④取締役(業務執行取締役等であるものを除く。)との責任限定契約
当社は、取締役(業務執行取締役等であるものを除く。)との間で、会社法第427条第1項及び当社の定款第31条第2項並びに第41条第2項の規定に基づいて、職務を行うにつき善意かつ重大な過失がないときは、会社法第425条第1項に定める最低責任限度額を限度として損害賠償責任を負うものとし、その損害賠償責任額を超える部分については免責する旨の契約を締結しております。
⑤取締役の定数
当社は、取締役(監査等委員であるものを除く。)は12名以内、監査等委員である取締役は4名以内とする旨をそれぞれ定款で定めております。
⑥取締役の選任の決議要件
当社は、取締役の選任決議は、議決権を行使することができる株主の議決権の3分の1以上を有する株主が出席し、その議決権の過半数をもって行う旨及び選任決議は、累積投票によらない旨定款に定めております。
⑦株主総会の特別決議要件
当社は、株主総会の円滑な運営を行うことを目的として、会社法第309条第2項に定める特別決議について、議決権を行使することができる株主の議決権の3分の1以上を有する株主が出席し、その議決権の3分の2以上をもって行う旨定款に定めております。
⑧中間配当
当社は、会社法第454条第5項の規定により、取締役会の決議によって毎年9月30日を基準日として、中間配当を行うことができる旨を定款に定めております。これは、株主への機動的な利益還元を可能にするためであります。

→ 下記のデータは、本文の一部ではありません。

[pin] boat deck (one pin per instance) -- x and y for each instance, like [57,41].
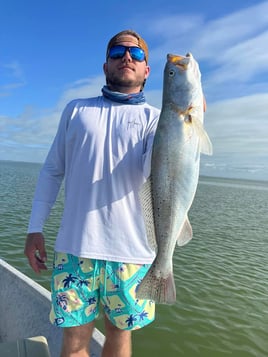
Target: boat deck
[24,311]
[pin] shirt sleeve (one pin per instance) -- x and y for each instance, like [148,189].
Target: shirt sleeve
[50,177]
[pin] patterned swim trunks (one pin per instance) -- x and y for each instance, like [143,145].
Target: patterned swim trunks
[79,285]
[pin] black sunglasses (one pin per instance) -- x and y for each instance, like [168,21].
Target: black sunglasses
[119,51]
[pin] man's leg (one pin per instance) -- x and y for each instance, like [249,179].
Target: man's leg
[76,340]
[117,343]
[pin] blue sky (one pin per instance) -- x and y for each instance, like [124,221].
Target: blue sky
[53,51]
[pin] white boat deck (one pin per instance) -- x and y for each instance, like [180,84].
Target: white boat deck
[24,311]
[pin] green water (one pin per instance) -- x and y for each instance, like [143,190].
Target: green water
[221,275]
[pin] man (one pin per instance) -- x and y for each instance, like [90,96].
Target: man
[102,150]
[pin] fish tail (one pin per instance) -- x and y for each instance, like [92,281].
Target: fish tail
[158,288]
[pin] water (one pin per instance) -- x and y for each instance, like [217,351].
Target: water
[221,275]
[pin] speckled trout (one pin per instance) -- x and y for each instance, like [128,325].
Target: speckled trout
[169,192]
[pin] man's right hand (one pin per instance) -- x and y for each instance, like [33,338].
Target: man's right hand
[35,251]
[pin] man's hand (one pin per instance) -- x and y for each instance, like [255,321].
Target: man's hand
[35,251]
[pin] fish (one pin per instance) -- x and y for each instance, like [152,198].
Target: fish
[167,195]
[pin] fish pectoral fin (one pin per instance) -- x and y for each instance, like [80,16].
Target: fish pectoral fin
[186,233]
[205,145]
[146,201]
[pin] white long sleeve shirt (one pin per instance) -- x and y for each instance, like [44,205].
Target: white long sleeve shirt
[103,150]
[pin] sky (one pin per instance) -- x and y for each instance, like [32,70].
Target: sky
[53,51]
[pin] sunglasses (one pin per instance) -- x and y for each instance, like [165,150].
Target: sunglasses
[119,51]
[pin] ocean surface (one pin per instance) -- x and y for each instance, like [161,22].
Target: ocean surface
[221,275]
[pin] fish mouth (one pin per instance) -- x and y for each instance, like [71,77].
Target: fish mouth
[180,61]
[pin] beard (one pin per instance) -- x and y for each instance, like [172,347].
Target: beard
[116,82]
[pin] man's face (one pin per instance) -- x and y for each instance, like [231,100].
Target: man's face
[126,75]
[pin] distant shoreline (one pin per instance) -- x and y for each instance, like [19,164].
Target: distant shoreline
[203,178]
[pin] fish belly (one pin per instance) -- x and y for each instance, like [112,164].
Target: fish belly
[174,177]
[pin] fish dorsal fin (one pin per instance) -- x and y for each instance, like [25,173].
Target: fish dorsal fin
[186,233]
[205,145]
[146,202]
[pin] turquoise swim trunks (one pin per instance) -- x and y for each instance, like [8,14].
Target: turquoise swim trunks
[80,285]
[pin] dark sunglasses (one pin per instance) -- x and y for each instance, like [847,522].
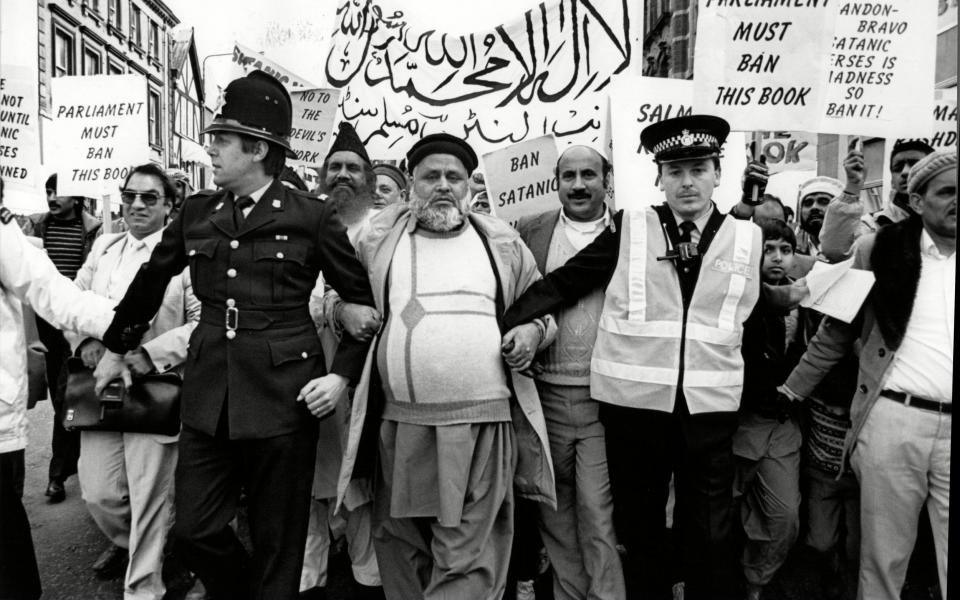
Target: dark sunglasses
[148,198]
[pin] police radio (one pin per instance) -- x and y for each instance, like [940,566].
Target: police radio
[683,252]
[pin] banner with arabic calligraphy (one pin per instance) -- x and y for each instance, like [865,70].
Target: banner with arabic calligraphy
[541,74]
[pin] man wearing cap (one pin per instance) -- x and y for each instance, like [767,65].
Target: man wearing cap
[346,176]
[440,422]
[681,278]
[254,380]
[391,185]
[844,221]
[899,444]
[578,535]
[813,198]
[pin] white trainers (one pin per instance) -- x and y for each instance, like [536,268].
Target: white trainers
[525,590]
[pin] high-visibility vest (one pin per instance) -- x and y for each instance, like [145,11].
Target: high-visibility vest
[637,356]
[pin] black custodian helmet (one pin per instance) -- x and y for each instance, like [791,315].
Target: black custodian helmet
[259,106]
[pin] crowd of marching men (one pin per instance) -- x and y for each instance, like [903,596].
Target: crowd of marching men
[634,400]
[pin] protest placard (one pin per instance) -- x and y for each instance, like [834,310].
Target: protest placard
[837,290]
[19,129]
[313,114]
[251,60]
[788,150]
[759,65]
[521,180]
[879,80]
[100,126]
[636,102]
[543,72]
[944,135]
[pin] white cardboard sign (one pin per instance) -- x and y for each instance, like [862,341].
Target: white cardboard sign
[100,127]
[760,65]
[636,102]
[521,178]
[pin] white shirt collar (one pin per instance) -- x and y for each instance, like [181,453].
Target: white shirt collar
[929,247]
[149,242]
[586,226]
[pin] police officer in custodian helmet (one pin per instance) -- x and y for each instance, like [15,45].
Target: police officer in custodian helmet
[254,382]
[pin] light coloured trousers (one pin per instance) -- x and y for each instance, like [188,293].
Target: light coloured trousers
[356,526]
[579,535]
[126,480]
[421,559]
[902,459]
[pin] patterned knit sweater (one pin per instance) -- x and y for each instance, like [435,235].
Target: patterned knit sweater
[567,360]
[439,358]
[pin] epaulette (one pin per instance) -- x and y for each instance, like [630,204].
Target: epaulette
[205,193]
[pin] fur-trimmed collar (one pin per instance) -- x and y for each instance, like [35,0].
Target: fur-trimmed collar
[896,263]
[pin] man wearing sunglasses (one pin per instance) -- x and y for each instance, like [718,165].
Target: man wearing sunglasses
[127,478]
[255,364]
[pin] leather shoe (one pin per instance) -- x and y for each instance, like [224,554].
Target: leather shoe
[314,593]
[112,563]
[55,492]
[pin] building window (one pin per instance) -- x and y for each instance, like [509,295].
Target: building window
[136,37]
[91,62]
[113,13]
[155,132]
[154,43]
[62,53]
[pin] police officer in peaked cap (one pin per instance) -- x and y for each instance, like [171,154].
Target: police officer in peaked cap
[254,383]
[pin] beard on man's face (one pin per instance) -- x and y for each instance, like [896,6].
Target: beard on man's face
[439,217]
[814,221]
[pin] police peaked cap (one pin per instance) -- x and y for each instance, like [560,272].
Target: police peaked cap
[259,106]
[348,141]
[685,138]
[442,143]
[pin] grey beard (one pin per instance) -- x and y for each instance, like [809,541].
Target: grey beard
[439,218]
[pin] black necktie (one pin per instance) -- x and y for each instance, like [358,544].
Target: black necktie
[686,228]
[241,204]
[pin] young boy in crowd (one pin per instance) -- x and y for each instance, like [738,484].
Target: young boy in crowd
[767,443]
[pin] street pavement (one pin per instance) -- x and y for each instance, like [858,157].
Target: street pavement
[65,538]
[67,541]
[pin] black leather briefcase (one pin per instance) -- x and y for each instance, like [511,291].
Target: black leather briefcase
[150,405]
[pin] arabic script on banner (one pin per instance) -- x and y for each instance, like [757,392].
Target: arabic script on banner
[542,74]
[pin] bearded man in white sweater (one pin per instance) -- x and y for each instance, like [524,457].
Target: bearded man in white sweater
[442,422]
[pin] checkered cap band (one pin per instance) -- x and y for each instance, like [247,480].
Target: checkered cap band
[687,140]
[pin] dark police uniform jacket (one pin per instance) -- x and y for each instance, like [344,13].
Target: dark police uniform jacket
[255,346]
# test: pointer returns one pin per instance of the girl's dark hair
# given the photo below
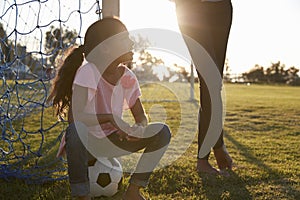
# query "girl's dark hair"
(61, 92)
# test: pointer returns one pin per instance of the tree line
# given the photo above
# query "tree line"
(274, 74)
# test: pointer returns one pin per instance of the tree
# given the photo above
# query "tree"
(276, 73)
(58, 39)
(255, 75)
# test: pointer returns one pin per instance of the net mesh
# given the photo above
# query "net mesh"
(34, 34)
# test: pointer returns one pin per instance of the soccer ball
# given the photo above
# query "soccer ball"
(105, 176)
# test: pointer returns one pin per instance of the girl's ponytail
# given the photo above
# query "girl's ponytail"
(61, 92)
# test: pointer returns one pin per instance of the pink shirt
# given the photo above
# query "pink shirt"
(105, 98)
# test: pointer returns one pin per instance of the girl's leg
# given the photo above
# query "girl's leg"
(155, 143)
(77, 158)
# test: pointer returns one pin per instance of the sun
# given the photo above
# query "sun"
(137, 14)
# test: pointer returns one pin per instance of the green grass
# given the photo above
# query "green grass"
(262, 134)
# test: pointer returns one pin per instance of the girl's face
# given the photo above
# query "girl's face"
(124, 44)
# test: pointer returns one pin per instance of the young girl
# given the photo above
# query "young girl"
(95, 93)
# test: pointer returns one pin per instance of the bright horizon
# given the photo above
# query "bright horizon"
(263, 32)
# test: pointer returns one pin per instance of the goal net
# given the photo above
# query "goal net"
(34, 34)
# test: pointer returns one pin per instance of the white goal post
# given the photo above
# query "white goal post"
(110, 8)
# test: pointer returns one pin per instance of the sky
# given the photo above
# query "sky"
(262, 32)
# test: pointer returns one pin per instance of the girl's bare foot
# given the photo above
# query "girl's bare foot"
(224, 161)
(133, 193)
(203, 166)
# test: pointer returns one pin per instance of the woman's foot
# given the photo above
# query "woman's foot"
(203, 166)
(224, 161)
(133, 193)
(84, 198)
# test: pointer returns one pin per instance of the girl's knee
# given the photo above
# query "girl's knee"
(73, 131)
(165, 134)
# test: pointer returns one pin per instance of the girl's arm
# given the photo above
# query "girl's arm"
(138, 113)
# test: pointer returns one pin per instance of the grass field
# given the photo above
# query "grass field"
(262, 134)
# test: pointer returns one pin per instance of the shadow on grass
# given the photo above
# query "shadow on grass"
(274, 177)
(183, 182)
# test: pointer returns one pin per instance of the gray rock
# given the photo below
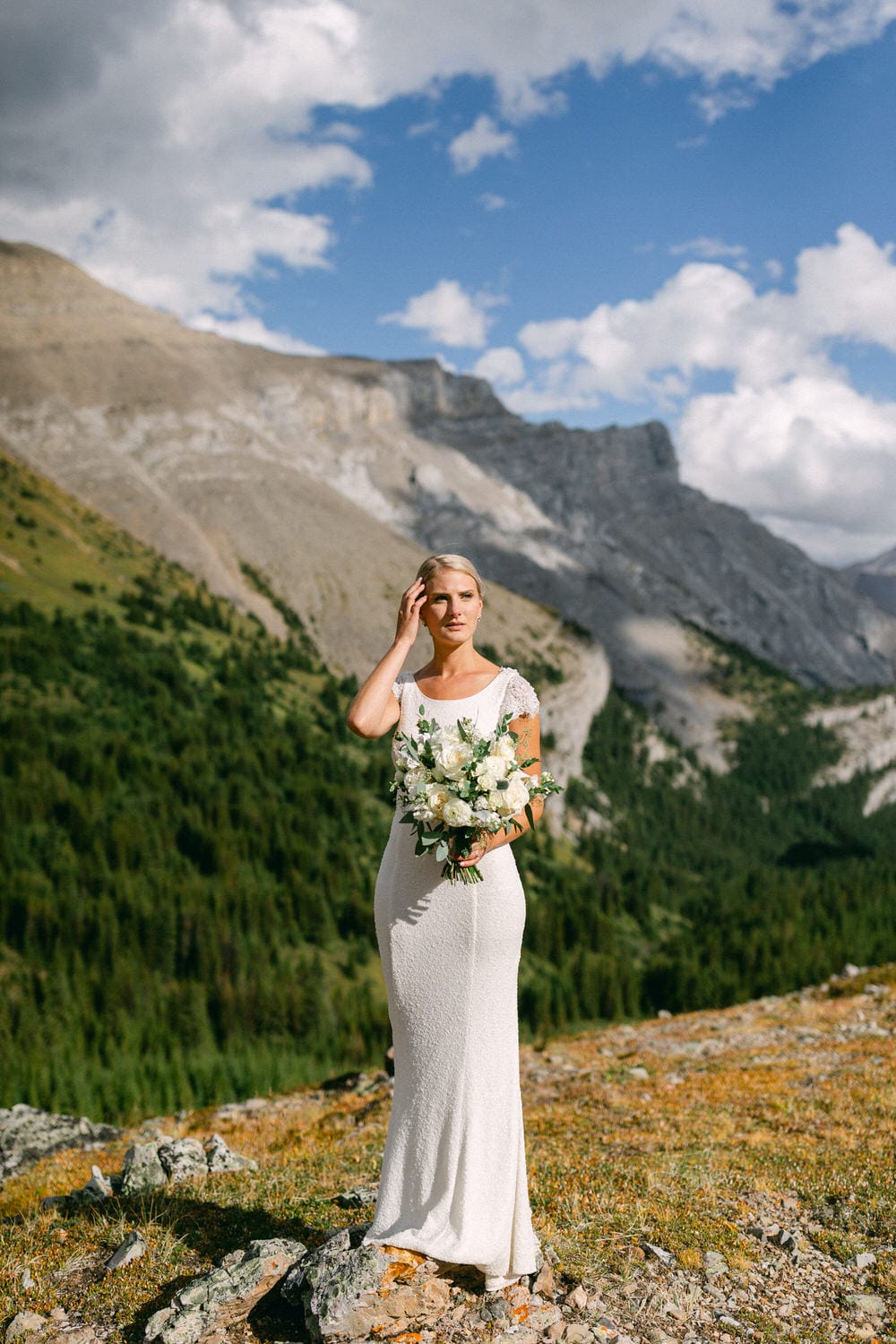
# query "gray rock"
(220, 1158)
(659, 1253)
(713, 1263)
(868, 1303)
(210, 1306)
(27, 1134)
(728, 1322)
(142, 1169)
(23, 1324)
(352, 1292)
(131, 1249)
(183, 1159)
(94, 1193)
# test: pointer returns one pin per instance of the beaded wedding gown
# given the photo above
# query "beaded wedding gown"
(454, 1183)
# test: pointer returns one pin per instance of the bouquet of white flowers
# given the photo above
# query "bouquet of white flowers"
(460, 785)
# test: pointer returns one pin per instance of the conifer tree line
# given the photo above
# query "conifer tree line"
(190, 843)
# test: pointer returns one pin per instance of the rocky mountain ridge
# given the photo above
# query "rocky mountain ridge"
(876, 580)
(331, 476)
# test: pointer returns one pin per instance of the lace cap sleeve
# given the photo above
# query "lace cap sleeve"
(519, 699)
(400, 683)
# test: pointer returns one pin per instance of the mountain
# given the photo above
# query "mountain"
(876, 580)
(330, 475)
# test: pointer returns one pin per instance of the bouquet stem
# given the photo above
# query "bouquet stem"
(455, 871)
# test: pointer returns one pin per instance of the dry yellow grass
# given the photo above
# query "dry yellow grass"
(780, 1110)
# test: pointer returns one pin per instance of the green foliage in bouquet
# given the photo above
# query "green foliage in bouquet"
(460, 785)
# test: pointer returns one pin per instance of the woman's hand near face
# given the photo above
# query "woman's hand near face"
(375, 710)
(409, 613)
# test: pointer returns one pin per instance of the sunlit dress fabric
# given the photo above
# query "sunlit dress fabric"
(454, 1180)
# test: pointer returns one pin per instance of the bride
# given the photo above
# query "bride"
(454, 1180)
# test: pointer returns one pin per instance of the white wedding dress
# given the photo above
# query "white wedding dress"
(454, 1183)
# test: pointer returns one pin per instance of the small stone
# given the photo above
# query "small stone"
(183, 1159)
(869, 1303)
(713, 1263)
(131, 1249)
(220, 1158)
(659, 1253)
(576, 1298)
(731, 1324)
(357, 1198)
(26, 1322)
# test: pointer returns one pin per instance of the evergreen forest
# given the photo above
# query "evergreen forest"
(190, 839)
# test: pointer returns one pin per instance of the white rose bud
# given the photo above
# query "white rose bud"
(452, 758)
(457, 812)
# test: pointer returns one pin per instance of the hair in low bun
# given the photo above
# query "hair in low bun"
(433, 564)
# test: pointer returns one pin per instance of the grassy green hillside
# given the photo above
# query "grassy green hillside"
(190, 840)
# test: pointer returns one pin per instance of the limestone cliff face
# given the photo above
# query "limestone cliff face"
(876, 580)
(333, 475)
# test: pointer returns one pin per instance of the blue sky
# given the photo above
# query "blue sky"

⑨支配株主との取引を行う際における少数株主を保護するための方策
当社筆頭株主は株式会社フルタであり、当社の支配株主に該当しております。同社は古田耕司氏及びその近親 者が全株式を所有する資産管理会社であります。古田耕司氏及びその近親者が議決権の過半数を所有する会社と 取引等を行うことを決定するに当たりましては、取締役会において取引の内容及び条件について十分に審議したうえで、取引の可否を決定することにより、その取引が少数株主の権利を害することのないよう適切に対応してまいります。また、当該取締役会におきましては、監査等委員である社外取締役が2名出席して当該取引の審議過程を監査いたしますので、少数株主を保護する仕組みが担保されていると考えております。